Ability to identify and properly apply the techniques to use in solving problems.

Obtaining a set of fundamental mathematical tools with direct application in other courses of the integrated MSc.

Working method

Presencial

Program

1. Functions, limits and derivates Revision of concepts studied in Secondary School about functions, limits, continuity and derivation 2. Functions and differential calculus New functions and their derivation; Inverse functions and their derivation; Linear and differential approximation of a function; Maximum and minimum of a function; Indeterminate forms and L’Hôpital’s rule 3. Primitive for a function Primitive of an elementary function; Stage primitive; Primitive by substitution or change of variable; primitive of rational functions; rational substitution; Primitive of trigonometric functions; Trigonometric substitutions 4. Integral Calculus Approximate calculation of areas; Riemann sum; Integral f(x) in (a,b); Basic properties of integrals; Assessment integrals of continuous functions; mean value of f(x) in (a,b); average value theorem; Integration of discontinuous functions; Geometric application of integrals; Deduction of integral formulas; Functions defined by integrals ; Improper integrals 5. Series of real numbers Series of real numbers; Study of series by its definition; Series of non-negative terms; Series of non-positive terms; alternate series; Series of positive and negative terms 6. Taylor’s and Maclaurian series: Function approximation by polynomial; Estimate of the rest of a Taylor polynomial; Taylor’s theorem and formula Taylor’s series (or Maclaurian’s) of f(x);

Mandatory literature

João Mendonça;Matemática I (Módulo de Análise Matemática) - Apontamentos das aulas, 2007/08

Complementary Bibliography

Edwards, C. Henry; Calculus. ISBN: 0-13-095006-8
Anton, Howard; Calculus. ISBN: 0-471-48237-4
Ana Alves de Sá e Bento Louro; Sucessões e Séries, Escolar Editora, 2009. ISBN: 978-972-592-222-4

Teaching methods and learning activities

General theoretical-practical classes are based on the presentation of the themes of the course, where examples are given. The theoretical-practical classes which are divided in groups, are based on problem solving and application of the themes that have been taught during theoretical-practical classes

Evaluation Type

Distributed evaluation with final exam

Assessment Components

Designation	Weight (%)
Exame	75,00
Teste	25,00
Total:	100,00

Eligibility for exams

Students cannot skip more than 3 theoretical-practical classes (Students who were only admitted on the second phase, cannot skip more than 2 classes) Students who are repeating the course, and who were admitted to exams in the previous year do not need to attend to classes.

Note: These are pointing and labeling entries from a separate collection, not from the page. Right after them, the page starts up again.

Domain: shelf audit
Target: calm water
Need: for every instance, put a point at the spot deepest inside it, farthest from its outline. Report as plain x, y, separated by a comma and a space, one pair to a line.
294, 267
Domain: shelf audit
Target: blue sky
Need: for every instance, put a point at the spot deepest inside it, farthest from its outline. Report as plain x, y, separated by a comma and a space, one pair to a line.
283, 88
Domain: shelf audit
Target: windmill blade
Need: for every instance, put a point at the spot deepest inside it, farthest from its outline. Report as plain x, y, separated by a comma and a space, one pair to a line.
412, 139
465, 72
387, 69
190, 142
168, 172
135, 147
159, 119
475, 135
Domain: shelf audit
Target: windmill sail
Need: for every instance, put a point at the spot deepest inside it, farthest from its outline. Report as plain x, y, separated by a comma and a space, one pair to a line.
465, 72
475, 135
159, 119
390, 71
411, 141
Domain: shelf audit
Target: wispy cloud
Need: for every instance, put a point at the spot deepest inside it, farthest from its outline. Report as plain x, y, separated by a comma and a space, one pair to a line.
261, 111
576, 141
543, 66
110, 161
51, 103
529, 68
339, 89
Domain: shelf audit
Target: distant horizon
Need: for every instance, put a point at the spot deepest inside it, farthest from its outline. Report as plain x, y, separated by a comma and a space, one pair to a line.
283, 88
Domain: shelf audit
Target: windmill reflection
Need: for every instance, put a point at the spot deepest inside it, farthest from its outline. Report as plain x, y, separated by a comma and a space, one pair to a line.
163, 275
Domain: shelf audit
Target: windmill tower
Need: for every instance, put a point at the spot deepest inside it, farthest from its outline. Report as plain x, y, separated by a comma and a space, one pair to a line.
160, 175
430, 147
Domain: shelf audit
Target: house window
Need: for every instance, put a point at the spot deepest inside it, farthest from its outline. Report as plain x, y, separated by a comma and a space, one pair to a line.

Calculation formula of final grade

Final Mark will be based on one of the following formulas:

FM=max(0,25*MT + 0,35*T1 + 0,4*T2, 0.5*T1+0.5*T2) or FM = max(0,25*MT + 0,75*EF,EF)

MT- Mini-tests

T1- Test 1

T2-Test 2

EF- Exam

Students who were admitted to exams in the previous years and do not want to take part of distributed assessment, final mark will be calculated as follows:

FM = 0,5*T1 + 0,5*T2 or FM = EF

Examinations or Special Assignments

Not applicable

Internship work/project

Not applicable

Special assessment (TE, DA, ...)

An exam

Classification improvement

Students can improve their grade by attending to an exam at recurso season. Final mark will be calculated as follows:

FM = max(0,25*MT + 0,75*ER, ER).

Observations

The grade of mini-tests will be the average grade of all the mini-tests. If students do not attend to one mini-test, they will earn a 0. Students cannot use calculators on mini-tests and exams.